17. The non-transitory computer-readable storage medium of claim 15, the operations further comprising:

generating the updated multimodal tokens by performing the diagonal-attention based on comparing each of the multimodal tokens to itself but not to any other multimodal token among the plurality of multimodal tokens.

18. The non-transitory computer-readable storage medium of claim 17, wherein the generating updated textual tokens comprises:

generating a set of cross-attention tokens by performing the cross-attention between the multimodal tokens and the textual tokens;

generating a set of text self-attention tokens by performing the self-attention on the textual tokens; and

generating the updated textual token based on the set of cross-attention tokens and the set of text self-attention tokens.
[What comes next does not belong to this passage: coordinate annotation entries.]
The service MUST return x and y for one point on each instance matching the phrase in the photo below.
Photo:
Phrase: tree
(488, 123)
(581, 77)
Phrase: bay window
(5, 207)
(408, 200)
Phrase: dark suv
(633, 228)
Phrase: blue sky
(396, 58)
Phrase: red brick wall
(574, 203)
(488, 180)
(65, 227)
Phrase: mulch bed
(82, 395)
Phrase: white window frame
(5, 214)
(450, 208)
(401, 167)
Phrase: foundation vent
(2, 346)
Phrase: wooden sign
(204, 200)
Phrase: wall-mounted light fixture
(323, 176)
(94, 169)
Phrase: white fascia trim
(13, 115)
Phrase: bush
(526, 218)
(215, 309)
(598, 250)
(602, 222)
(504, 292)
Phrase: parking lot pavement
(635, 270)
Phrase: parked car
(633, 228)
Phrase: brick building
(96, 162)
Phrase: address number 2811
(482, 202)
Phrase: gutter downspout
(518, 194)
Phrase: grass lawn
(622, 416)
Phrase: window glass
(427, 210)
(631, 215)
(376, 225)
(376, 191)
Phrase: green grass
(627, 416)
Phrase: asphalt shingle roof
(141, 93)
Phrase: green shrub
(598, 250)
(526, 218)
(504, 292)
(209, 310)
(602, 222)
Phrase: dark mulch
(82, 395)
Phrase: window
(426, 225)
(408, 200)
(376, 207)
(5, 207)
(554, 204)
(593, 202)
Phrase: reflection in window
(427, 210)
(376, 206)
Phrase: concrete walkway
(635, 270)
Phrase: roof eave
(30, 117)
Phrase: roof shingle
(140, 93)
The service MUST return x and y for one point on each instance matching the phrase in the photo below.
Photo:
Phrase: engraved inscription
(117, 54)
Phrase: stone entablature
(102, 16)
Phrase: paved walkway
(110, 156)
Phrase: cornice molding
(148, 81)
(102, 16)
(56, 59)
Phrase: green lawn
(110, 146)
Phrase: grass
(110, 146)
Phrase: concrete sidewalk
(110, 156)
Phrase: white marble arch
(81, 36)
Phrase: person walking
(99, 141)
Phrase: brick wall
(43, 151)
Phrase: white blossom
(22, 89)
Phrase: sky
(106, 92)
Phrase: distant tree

19. The non-transitory computer-readable storage medium of claim 18, the operations further comprising:

assigning a first weight to the set of cross-attention tokens; and

assigning a second weight to the set of text self-attention tokens.

20. The non-transitory computer-readable storage medium of claim 19, the operations further comprising:

adjusting at least one of the first weight or the second weight to customize the machine learning model.